The stories raise, or should raise, questions about how these events tie in with climate change, yet many of them don't. I'm beginning to share the frustrations of environmentalists and scientists who say the media are doing a poor job of connecting the dots.

This morning's Democrat and Chronicle features an article with the headline: "Overheated cows in the region are producing less milk." In short, the article says that the oppressive heat wave that's affected most of the country is causing cows discomfort, which is causing them to eat less and produce less milk. And that may make dairy products more expensive for consumers at some point.

This same heat wave, and accompanying drought, is causing large crop losses in the Midwest. Some local farmers are starting to worry about their crops, too. The hot, dry weather is also fueling wildfires in the west.

And as for the storms, New York City got nailed with a sudden, intense one yesterday. The New York Daily News put up a photo essay of sorts and you can find it here.

Weather happens. So does bad weather and drought. And to say that climate change is the definitive cause of any single weather event is a reach. But climate researchers have identified trends in temperature, precipitation, storm intensity and frequency, and drought that show long-term changes. They project that heat waves will become hotter, longer, and more frequent; that short-term droughts will become drier, will last longer than in previous years, and will happen more often. And about those freak rain and wind storms?

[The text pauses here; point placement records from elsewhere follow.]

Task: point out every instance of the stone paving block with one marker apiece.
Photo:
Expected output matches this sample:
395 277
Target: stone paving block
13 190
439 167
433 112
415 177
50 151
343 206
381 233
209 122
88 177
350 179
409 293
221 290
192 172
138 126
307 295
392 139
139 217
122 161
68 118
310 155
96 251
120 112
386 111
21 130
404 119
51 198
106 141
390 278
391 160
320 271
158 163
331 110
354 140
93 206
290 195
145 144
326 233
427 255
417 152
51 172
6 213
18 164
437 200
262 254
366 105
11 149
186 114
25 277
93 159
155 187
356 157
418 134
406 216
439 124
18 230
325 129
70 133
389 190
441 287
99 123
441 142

They'll be more common and more destructive.

There's a climate adaptation consultant, Michael Cote, that I follow on Tumblr. Yesterday, he had his own brief post on derechos. It included an analogy I liked that, while perhaps oversimplified, neatly explains the ties between climate change and weather:

"Bottom line, think of a baseball player on steroids. You don't know which homer is attributable to the 'roids, but you know that 20% or so of his stats are from the juice."

"Same with climate change," Cote wrote. "You don't know which storms are due to the juiced up atmosphere."

When Syracuse broke 100 degrees the other day, the Post-Standard reached out to Cornell University Professor David Wolfe. The result: an article that does connect some dots. The piece is premised on a single, basic question: what did the record temperature mean to a climate scientist?

Wolfe's answer: "What we are seeing today is the kind of thing we will see more frequently in the future. There's very little doubt about that."